頑張って163号線を行くと2つの選択肢が目の前に現れました。それはこのまままっすぐに行って清滝峠を越えて大阪に戻るか、それとも168号線へと右折して遠回りして帰るかという2択です。清滝峠は坂を上っていかなければなりませんが距離は短く、168号線は距離はありますが下りがあるので少し楽になります。

本来ならばこの状態なら168号線へと右折したほうが楽だったのではないでしょうか。しかし、この時何を考えたのか私は登りのあるまっすぐ清滝峠へと行くルートを選択してしまいました。これがかなりきつかったですが、幸いにもこの時だけ交通量が減ってくれたおかげでちんたら道の端をロードバイクで走っていても危なくなくて助かりました。
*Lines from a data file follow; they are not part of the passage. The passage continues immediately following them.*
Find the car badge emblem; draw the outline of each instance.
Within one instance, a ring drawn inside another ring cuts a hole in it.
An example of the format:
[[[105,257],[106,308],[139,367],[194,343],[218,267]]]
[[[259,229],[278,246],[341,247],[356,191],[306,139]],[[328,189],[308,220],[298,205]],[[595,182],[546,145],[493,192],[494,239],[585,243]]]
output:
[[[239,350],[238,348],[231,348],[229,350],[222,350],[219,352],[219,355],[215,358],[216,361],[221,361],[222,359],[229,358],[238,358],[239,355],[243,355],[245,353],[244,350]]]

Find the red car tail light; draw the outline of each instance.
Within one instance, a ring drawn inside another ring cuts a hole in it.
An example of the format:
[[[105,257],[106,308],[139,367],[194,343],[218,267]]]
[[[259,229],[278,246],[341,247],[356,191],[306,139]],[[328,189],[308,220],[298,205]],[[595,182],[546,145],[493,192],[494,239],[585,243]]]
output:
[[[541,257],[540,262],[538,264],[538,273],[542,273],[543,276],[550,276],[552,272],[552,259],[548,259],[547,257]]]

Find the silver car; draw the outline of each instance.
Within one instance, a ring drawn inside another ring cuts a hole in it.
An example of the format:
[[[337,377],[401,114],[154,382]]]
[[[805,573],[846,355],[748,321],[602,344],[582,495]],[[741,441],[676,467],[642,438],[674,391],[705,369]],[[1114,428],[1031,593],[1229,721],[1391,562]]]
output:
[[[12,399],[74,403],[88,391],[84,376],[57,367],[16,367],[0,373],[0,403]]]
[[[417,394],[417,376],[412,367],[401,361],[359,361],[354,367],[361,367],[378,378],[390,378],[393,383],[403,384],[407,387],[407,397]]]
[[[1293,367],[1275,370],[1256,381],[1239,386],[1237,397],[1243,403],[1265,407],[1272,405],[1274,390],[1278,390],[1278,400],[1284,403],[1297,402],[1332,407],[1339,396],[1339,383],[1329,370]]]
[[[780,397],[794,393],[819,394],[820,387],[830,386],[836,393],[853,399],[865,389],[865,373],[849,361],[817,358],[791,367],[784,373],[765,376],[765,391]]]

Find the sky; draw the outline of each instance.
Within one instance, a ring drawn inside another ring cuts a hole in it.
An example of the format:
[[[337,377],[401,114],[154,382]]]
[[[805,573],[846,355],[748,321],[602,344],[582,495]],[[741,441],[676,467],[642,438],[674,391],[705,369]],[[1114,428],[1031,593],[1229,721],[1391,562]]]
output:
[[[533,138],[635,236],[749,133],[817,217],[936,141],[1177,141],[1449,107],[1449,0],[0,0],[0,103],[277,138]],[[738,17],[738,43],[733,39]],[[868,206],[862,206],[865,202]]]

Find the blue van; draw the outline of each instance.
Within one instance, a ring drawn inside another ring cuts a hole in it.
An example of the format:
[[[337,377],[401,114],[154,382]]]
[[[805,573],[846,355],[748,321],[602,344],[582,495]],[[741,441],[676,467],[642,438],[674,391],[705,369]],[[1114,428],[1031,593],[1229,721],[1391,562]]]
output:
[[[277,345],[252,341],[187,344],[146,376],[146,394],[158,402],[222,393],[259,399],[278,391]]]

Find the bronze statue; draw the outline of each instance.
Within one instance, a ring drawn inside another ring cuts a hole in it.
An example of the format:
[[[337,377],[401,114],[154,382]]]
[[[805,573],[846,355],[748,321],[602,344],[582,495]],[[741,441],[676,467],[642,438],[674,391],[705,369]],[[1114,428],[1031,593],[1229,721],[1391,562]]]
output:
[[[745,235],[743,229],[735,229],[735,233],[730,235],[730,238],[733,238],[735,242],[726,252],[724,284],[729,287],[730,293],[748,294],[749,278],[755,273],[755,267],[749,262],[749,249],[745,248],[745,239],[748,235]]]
何とか登り切りこれを下ってようやく大阪平野を視界にとらえました。ここまで本当に長かったです。旧170号線に入って、しばらく走り産大前についてこれにて私の旅は終わりました。

3日間で400kmの旅でしたが思った以上に体にダメージがたまってしまい、しんどかったです。特に1日目の伊勢街道でずっと向かい風が続いたのがこたえたのだと思います。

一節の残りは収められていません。